Despite all my good intentions to not shop as much and my otherwise disciplined nature about spending money, I’ve continued the shopping spree which I had started on my last visit last October/November. All of these pre-Christmas, thanks to the economy, and of course post-Christmas sales have been too difficult for me to resist. Along with stocking up for Christmas presents for next year, I’ve been noticing what sort of toys are out on the market for children. My husband and I made a quick stop into Pottery Barn Kids when I first saw “Melissa and Doug” toys. I had previously read references to this brand on several parenting related web forums and sites. They were obviously regarded as nice, so I checked them out of curiosity. Maybe they would make a nice gift for one of our friends back in Germany.

I saw wooden puzzles, a set of wooden food that you could cut with a wooden knife and cutting board, wooden block sets and other wooden and cloth toys. They were certainly nice, especially when compared to the piles of plastic toys which were largely battery operated filling rows of toy bins in my American nephews’ house. In contrast, I realized that we had most of these toys back home and that they were in fact considered “normal” in Germany: Haba, Selecta, even Aldi and Lidl had their own “Made in Germany” brand of wooden toys.

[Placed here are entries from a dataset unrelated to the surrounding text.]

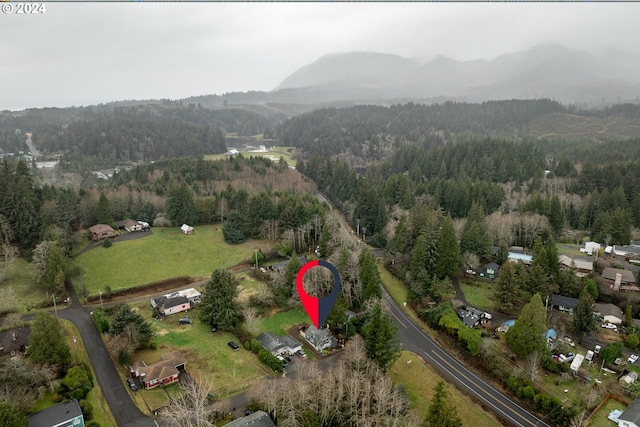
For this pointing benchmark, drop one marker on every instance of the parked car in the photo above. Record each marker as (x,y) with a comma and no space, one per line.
(132,384)
(566,357)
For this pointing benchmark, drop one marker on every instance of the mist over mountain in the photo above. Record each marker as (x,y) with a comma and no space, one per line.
(548,71)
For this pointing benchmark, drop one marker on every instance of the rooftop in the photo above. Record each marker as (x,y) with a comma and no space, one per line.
(55,415)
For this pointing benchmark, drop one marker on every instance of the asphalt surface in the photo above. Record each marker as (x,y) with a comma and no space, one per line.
(455,372)
(125,412)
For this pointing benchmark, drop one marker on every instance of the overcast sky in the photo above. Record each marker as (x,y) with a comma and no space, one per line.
(82,53)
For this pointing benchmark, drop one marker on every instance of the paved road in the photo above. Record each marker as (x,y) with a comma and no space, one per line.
(454,372)
(113,388)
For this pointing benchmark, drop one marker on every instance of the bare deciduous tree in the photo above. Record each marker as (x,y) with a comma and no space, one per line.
(192,408)
(8,258)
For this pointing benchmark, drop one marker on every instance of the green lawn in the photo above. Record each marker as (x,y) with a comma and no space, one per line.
(164,254)
(274,154)
(101,411)
(478,293)
(19,292)
(279,323)
(600,417)
(420,379)
(208,355)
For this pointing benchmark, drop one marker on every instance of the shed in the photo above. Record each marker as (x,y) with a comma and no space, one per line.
(62,414)
(631,416)
(186,229)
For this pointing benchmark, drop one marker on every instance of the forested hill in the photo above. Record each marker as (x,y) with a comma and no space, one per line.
(364,133)
(134,133)
(371,131)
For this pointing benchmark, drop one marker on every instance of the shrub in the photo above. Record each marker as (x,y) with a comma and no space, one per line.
(124,358)
(87,409)
(632,341)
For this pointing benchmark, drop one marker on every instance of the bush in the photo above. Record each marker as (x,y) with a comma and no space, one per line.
(632,341)
(87,409)
(124,358)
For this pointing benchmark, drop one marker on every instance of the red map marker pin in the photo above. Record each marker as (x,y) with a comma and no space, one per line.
(318,309)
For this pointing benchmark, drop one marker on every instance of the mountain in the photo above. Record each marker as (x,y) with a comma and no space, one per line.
(547,71)
(375,70)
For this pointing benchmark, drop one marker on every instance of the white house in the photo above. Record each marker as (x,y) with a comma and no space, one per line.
(631,416)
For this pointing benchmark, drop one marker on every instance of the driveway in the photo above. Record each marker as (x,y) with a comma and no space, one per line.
(125,412)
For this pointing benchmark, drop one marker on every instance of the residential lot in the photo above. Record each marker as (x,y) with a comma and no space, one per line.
(165,253)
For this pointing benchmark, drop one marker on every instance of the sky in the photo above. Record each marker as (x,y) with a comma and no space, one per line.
(88,53)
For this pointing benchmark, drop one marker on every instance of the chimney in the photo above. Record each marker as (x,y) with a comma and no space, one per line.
(616,284)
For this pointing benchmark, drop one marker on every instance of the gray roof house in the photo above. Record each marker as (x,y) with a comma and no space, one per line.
(318,338)
(611,313)
(278,345)
(257,419)
(63,415)
(631,416)
(563,303)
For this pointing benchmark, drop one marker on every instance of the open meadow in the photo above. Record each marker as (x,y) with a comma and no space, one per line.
(419,379)
(273,153)
(166,253)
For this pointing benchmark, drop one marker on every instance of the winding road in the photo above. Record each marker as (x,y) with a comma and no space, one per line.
(455,372)
(125,412)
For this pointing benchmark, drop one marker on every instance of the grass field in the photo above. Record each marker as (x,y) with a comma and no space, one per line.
(478,293)
(600,417)
(208,355)
(420,380)
(274,153)
(19,293)
(101,412)
(164,254)
(282,321)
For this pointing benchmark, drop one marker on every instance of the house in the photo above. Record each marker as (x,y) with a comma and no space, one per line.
(279,345)
(192,295)
(129,225)
(186,229)
(489,271)
(515,257)
(619,279)
(256,419)
(14,341)
(628,379)
(101,231)
(319,339)
(631,416)
(66,414)
(590,248)
(611,313)
(563,303)
(171,305)
(581,267)
(163,372)
(472,317)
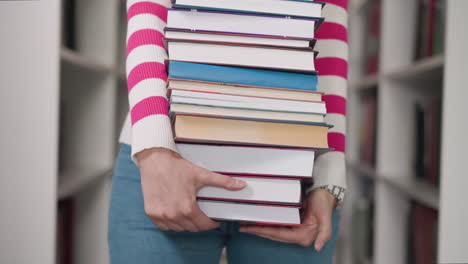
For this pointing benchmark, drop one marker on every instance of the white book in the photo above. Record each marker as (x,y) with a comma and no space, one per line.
(244,56)
(241,23)
(238,38)
(236,101)
(262,190)
(271,214)
(246,113)
(290,8)
(281,162)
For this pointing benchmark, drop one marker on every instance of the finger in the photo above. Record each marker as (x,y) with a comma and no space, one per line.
(269,237)
(223,181)
(324,231)
(161,225)
(282,233)
(174,226)
(188,225)
(201,221)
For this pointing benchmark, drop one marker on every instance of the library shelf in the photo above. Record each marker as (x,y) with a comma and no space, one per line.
(83,62)
(409,186)
(423,70)
(73,181)
(401,83)
(366,83)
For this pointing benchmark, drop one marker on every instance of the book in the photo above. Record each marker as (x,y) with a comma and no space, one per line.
(427,143)
(64,231)
(372,39)
(368,131)
(274,25)
(306,8)
(69,24)
(423,238)
(439,27)
(242,76)
(248,102)
(250,160)
(191,128)
(240,38)
(289,59)
(245,90)
(430,28)
(258,190)
(257,213)
(177,108)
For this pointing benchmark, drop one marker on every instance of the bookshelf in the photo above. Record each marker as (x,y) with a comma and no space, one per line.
(399,82)
(75,103)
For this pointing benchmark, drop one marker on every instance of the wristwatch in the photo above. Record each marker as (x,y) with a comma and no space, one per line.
(337,192)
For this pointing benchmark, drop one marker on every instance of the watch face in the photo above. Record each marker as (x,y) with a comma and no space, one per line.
(337,192)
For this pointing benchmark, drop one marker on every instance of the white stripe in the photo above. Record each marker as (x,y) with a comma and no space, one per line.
(152,132)
(145,53)
(332,48)
(335,14)
(145,21)
(338,121)
(166,3)
(145,89)
(329,169)
(126,132)
(333,85)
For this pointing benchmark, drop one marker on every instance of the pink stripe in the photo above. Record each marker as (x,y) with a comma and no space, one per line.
(332,66)
(341,3)
(145,37)
(154,105)
(337,141)
(145,71)
(330,30)
(335,104)
(147,8)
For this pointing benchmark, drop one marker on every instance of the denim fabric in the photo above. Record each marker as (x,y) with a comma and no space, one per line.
(133,238)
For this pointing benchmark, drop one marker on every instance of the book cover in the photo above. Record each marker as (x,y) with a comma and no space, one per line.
(207,129)
(312,9)
(243,55)
(318,20)
(242,76)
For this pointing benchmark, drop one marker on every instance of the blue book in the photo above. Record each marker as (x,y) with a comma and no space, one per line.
(242,76)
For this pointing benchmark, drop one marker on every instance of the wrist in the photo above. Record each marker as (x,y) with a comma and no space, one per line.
(151,154)
(332,201)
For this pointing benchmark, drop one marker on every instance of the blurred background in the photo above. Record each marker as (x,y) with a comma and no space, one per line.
(63,103)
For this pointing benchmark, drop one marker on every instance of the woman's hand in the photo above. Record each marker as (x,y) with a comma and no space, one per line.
(170,185)
(316,224)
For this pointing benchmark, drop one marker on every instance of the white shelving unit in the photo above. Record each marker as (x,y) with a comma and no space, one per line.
(69,105)
(399,82)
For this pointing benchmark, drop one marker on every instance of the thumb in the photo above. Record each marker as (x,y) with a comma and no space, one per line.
(222,181)
(324,229)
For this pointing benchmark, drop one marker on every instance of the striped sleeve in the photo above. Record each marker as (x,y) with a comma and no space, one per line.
(147,76)
(332,65)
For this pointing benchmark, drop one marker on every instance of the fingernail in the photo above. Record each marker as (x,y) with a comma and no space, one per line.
(237,183)
(318,245)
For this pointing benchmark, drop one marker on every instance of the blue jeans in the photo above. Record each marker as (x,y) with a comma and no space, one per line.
(133,238)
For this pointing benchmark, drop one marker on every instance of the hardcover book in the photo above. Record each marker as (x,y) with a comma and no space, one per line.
(242,76)
(250,160)
(309,9)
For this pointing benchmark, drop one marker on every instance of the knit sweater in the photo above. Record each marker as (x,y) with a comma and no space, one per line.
(148,124)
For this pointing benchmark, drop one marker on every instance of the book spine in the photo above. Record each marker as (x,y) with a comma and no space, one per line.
(243,76)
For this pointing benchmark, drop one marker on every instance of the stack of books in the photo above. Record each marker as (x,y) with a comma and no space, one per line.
(244,101)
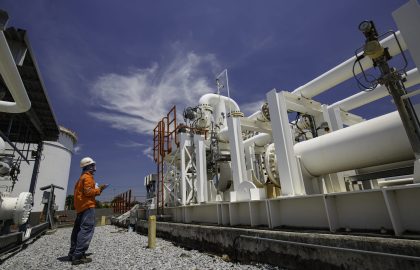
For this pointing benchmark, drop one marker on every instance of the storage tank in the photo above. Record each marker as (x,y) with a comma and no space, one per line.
(54,169)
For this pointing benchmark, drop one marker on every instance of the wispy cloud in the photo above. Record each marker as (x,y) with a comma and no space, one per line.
(78,149)
(251,107)
(137,100)
(131,144)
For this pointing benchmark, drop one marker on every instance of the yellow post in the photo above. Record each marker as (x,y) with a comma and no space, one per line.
(271,191)
(152,232)
(103,221)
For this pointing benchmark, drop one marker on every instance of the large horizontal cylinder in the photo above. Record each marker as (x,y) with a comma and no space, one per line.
(378,141)
(365,97)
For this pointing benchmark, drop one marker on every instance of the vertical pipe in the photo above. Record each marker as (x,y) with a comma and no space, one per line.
(129,199)
(35,171)
(151,234)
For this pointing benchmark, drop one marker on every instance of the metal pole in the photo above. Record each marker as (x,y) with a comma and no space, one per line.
(35,171)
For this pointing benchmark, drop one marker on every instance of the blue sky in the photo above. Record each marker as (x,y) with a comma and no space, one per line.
(112,69)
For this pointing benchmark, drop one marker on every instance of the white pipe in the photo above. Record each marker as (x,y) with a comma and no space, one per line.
(215,99)
(396,182)
(362,98)
(16,208)
(258,116)
(344,72)
(378,141)
(13,81)
(258,140)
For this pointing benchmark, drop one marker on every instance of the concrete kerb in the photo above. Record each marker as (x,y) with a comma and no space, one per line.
(294,250)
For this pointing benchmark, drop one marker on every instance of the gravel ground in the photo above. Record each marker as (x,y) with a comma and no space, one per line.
(115,248)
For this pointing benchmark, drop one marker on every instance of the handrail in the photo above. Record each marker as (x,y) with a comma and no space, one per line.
(13,81)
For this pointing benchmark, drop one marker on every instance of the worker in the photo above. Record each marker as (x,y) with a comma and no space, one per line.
(84,203)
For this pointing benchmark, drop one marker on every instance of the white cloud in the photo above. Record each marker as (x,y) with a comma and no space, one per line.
(251,107)
(77,149)
(138,100)
(131,144)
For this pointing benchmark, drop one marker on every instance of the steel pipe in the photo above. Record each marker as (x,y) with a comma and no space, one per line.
(363,98)
(344,72)
(13,81)
(378,141)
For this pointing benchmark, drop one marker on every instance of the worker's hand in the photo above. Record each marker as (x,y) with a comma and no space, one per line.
(102,187)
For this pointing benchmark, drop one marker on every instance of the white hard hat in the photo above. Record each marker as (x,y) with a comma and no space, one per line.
(86,161)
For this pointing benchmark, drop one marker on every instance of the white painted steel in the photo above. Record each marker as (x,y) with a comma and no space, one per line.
(54,169)
(344,72)
(17,209)
(237,151)
(258,140)
(363,98)
(291,180)
(200,155)
(375,142)
(12,79)
(407,18)
(220,105)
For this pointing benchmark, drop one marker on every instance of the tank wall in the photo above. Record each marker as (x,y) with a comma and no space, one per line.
(54,169)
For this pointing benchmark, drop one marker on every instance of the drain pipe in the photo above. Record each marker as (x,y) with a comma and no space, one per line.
(13,81)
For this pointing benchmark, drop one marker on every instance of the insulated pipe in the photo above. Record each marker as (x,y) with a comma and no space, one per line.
(258,140)
(11,77)
(362,98)
(17,209)
(223,133)
(378,141)
(344,72)
(258,116)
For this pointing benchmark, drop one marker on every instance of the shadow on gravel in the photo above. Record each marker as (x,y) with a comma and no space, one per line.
(68,259)
(64,259)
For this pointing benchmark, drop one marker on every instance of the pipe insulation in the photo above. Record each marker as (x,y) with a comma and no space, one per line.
(343,71)
(365,97)
(13,81)
(214,100)
(378,141)
(16,208)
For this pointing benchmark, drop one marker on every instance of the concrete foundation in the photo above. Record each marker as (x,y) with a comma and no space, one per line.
(294,250)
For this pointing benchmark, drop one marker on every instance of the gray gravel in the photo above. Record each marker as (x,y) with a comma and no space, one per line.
(115,248)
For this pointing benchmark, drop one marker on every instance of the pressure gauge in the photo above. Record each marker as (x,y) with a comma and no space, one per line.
(365,26)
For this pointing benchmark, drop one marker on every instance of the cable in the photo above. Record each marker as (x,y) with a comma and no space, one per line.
(361,86)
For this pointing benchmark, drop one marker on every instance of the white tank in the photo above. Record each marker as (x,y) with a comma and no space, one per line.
(53,169)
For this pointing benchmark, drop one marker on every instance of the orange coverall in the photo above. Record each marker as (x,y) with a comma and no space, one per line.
(85,192)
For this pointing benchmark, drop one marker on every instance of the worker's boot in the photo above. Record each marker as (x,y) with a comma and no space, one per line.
(82,260)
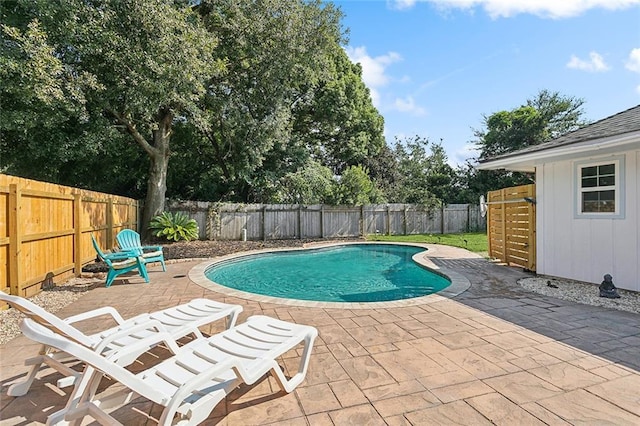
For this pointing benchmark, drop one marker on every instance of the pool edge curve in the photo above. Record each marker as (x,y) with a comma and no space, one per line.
(459,283)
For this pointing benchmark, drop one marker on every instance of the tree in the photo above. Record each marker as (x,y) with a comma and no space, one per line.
(148,60)
(313,184)
(339,124)
(356,188)
(546,116)
(276,52)
(424,176)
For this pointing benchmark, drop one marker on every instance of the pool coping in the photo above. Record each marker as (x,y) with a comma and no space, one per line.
(459,283)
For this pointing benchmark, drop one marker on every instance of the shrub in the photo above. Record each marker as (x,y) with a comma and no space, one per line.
(174,227)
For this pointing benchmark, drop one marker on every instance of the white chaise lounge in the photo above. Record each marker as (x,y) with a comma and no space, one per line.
(175,323)
(189,384)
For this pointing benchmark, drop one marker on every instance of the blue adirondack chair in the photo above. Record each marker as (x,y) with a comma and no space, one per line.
(129,240)
(120,263)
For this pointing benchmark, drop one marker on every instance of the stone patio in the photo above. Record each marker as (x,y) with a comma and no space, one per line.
(495,354)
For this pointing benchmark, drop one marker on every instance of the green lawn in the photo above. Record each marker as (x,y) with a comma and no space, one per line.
(473,241)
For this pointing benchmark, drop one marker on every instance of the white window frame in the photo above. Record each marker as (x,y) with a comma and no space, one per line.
(617,187)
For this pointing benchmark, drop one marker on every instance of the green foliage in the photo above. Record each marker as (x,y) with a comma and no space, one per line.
(356,188)
(312,184)
(548,115)
(174,227)
(339,124)
(423,174)
(132,66)
(275,52)
(475,241)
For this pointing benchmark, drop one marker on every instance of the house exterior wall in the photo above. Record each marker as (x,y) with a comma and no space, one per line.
(587,248)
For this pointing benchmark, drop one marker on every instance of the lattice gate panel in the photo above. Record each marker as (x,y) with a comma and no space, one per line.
(511,225)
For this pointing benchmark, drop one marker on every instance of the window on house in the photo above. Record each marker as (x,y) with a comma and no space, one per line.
(599,188)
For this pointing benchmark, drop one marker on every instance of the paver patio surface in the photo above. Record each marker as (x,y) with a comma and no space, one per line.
(495,354)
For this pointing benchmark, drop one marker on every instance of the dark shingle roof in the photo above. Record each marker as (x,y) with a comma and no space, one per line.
(623,122)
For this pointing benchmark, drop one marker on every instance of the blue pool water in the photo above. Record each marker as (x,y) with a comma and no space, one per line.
(350,273)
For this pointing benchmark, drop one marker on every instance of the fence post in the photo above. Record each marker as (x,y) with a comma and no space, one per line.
(503,207)
(110,223)
(404,219)
(15,240)
(264,223)
(77,237)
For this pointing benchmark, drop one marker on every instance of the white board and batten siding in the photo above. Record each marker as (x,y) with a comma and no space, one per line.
(586,249)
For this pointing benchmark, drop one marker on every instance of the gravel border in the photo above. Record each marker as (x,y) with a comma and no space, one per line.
(581,292)
(52,300)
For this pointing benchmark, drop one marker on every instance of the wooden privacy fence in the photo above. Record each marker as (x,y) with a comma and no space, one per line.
(222,221)
(45,231)
(511,225)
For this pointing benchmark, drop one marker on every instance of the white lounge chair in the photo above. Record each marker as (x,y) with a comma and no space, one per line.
(176,322)
(193,381)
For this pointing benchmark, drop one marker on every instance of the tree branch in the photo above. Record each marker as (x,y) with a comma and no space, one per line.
(131,129)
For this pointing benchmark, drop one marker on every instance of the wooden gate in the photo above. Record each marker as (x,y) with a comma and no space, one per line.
(511,225)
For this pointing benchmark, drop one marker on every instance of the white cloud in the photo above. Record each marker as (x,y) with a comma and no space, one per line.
(400,4)
(409,105)
(595,63)
(374,69)
(633,64)
(555,9)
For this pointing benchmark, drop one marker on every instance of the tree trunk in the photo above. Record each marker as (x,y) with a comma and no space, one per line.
(157,183)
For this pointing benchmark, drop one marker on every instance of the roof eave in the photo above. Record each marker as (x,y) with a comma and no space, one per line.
(527,162)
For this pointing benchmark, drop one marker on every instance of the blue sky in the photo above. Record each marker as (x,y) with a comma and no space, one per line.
(435,67)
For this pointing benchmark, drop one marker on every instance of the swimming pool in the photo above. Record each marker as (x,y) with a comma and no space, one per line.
(344,273)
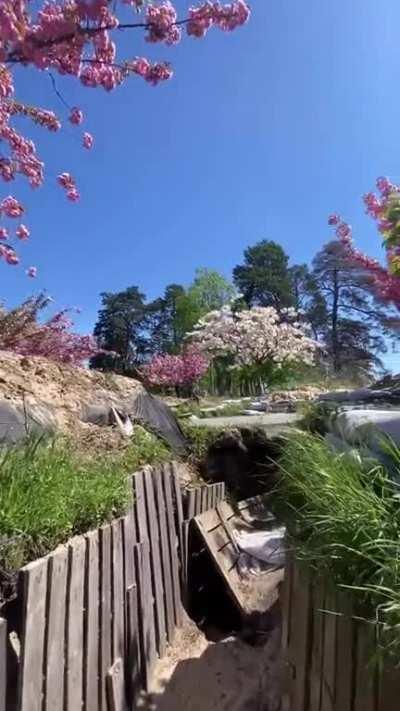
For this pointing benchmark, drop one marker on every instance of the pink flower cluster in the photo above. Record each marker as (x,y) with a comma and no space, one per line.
(175,370)
(76,38)
(384,208)
(226,17)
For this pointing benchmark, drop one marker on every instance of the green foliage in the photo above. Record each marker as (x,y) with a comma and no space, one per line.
(264,278)
(49,493)
(343,518)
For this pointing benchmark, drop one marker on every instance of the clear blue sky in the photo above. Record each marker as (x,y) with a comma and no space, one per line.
(260,134)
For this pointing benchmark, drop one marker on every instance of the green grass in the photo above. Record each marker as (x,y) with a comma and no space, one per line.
(48,492)
(343,518)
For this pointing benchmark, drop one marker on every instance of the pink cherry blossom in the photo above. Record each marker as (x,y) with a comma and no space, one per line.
(76,116)
(87,141)
(80,38)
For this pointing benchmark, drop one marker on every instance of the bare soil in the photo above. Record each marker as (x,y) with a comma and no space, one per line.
(199,675)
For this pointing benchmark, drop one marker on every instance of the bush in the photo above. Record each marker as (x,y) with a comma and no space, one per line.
(343,517)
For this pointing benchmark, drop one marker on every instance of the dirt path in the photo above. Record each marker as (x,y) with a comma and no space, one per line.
(198,675)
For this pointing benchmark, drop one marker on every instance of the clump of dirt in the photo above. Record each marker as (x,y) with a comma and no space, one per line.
(65,390)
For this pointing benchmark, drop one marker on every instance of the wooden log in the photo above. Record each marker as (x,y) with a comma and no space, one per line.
(345,628)
(3,664)
(165,557)
(329,653)
(146,609)
(116,687)
(105,611)
(316,635)
(118,598)
(92,622)
(134,667)
(74,624)
(366,682)
(155,562)
(54,664)
(172,546)
(33,585)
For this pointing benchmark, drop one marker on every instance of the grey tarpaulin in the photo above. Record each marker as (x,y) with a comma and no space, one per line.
(143,408)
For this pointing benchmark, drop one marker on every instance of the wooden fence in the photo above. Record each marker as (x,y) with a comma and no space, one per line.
(329,654)
(99,610)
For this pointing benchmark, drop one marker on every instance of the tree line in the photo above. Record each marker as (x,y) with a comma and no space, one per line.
(333,295)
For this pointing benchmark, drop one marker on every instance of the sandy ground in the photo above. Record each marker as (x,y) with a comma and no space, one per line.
(199,675)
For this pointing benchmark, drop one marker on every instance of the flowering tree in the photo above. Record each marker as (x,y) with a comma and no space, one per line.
(384,208)
(21,333)
(79,38)
(257,341)
(175,370)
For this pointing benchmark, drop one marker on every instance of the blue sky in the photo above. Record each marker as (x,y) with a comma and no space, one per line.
(260,134)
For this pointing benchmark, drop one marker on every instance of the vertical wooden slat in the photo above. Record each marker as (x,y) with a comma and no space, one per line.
(165,557)
(155,562)
(118,597)
(344,654)
(203,499)
(191,500)
(365,686)
(389,691)
(300,638)
(133,665)
(116,686)
(105,611)
(33,580)
(173,546)
(146,607)
(141,513)
(287,611)
(55,632)
(177,500)
(329,667)
(3,664)
(317,652)
(74,624)
(91,655)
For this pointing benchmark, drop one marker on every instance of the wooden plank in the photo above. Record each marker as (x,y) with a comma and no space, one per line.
(173,546)
(116,686)
(146,608)
(165,557)
(300,640)
(105,610)
(118,597)
(141,513)
(155,562)
(3,664)
(316,634)
(33,586)
(389,691)
(74,624)
(191,503)
(134,681)
(344,658)
(366,683)
(177,497)
(204,506)
(329,655)
(55,633)
(92,641)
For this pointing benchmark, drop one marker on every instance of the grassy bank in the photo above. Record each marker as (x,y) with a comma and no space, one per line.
(343,518)
(49,492)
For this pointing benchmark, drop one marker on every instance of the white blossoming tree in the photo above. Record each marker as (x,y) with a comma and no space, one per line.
(258,345)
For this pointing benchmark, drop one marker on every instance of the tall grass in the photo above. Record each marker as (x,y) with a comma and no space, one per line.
(343,517)
(49,492)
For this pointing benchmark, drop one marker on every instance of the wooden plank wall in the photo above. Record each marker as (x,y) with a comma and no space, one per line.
(328,653)
(98,610)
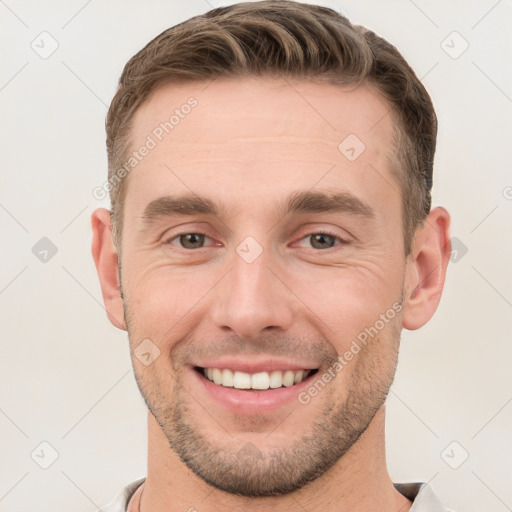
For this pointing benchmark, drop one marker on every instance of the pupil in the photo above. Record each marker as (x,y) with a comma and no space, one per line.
(322,239)
(192,240)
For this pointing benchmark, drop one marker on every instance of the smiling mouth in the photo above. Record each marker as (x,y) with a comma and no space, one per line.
(255,381)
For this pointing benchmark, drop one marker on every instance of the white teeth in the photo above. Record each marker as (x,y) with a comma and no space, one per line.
(227,378)
(288,378)
(241,380)
(276,379)
(260,380)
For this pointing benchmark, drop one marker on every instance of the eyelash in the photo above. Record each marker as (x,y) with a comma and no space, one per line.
(341,241)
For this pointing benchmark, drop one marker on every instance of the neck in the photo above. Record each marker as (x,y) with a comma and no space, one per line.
(358,482)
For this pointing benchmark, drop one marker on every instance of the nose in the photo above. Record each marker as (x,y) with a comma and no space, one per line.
(252,298)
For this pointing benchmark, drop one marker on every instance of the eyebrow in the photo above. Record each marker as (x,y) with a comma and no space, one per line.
(297,202)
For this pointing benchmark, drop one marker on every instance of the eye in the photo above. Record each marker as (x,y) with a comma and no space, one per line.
(324,240)
(189,240)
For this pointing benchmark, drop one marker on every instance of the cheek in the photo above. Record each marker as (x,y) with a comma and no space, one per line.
(352,296)
(164,300)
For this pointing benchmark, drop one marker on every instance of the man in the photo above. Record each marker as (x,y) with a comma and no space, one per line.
(271,233)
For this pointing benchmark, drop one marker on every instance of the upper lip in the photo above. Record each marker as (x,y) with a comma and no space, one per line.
(255,365)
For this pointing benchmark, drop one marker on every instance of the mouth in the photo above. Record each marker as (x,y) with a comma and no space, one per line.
(259,381)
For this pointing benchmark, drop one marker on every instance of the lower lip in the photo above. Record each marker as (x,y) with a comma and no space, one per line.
(253,401)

In addition to playing with toys made with more synthetic materials, I also realized that my children were getting less fresh air in America. The reason has been discussed ad nauseum; Americans drive far more. While every situation is of course different, the majority of Americans are dependent on cars to get from point A to point B, such as my (American) family. Furthermore, there aren’t sidewalks in the new development they live in now. I take my girls for walks, and we walk on the streets, which are luckily more like private driveways, but it’s discomforting nonetheless when you are trying to teach your kids about road safety. Plus we have to drive to the nearest playground.

In our small town in Germany, we are able to walk to the city center and walk to our playgrounds. My husband and I have chosen to send our daughters to a Kindergarten with a Krippe (day care/nursery) which is a 20-minute walk away (though I admit we often drive there so that my husband can bring them on his way to work and to accommodate tight nap horizons). There are though three other kindergartens in our neighborhood within a five-minute walk. Of course this is not a possibility everywhere in Germany, but it’s also not unusual for children to walk by themselves to school including to Kindergarten from age six onwards.

These comparisons reminded me of Lenore Skenazy’s book, Free-Range Kids: Giving Our Children the Freedom We Had Without Going Nuts with Worry, which makes the case to encourage your (American) kids to be more independent by doing things such as walk to school by themselves. The book and its discussion made me relieved that this was pretty irrelevant where we live. Despite the challenges of living in Germany, far from home, I am grateful that my kids have escaped the hold of Disney, get to effortlessly play outside daily and can walk to school and Kindi all by themselves without much debate, fuss or effort. We can focus on so many other nicer things in our lives, such as where to go for the next Ferien (school holiday)!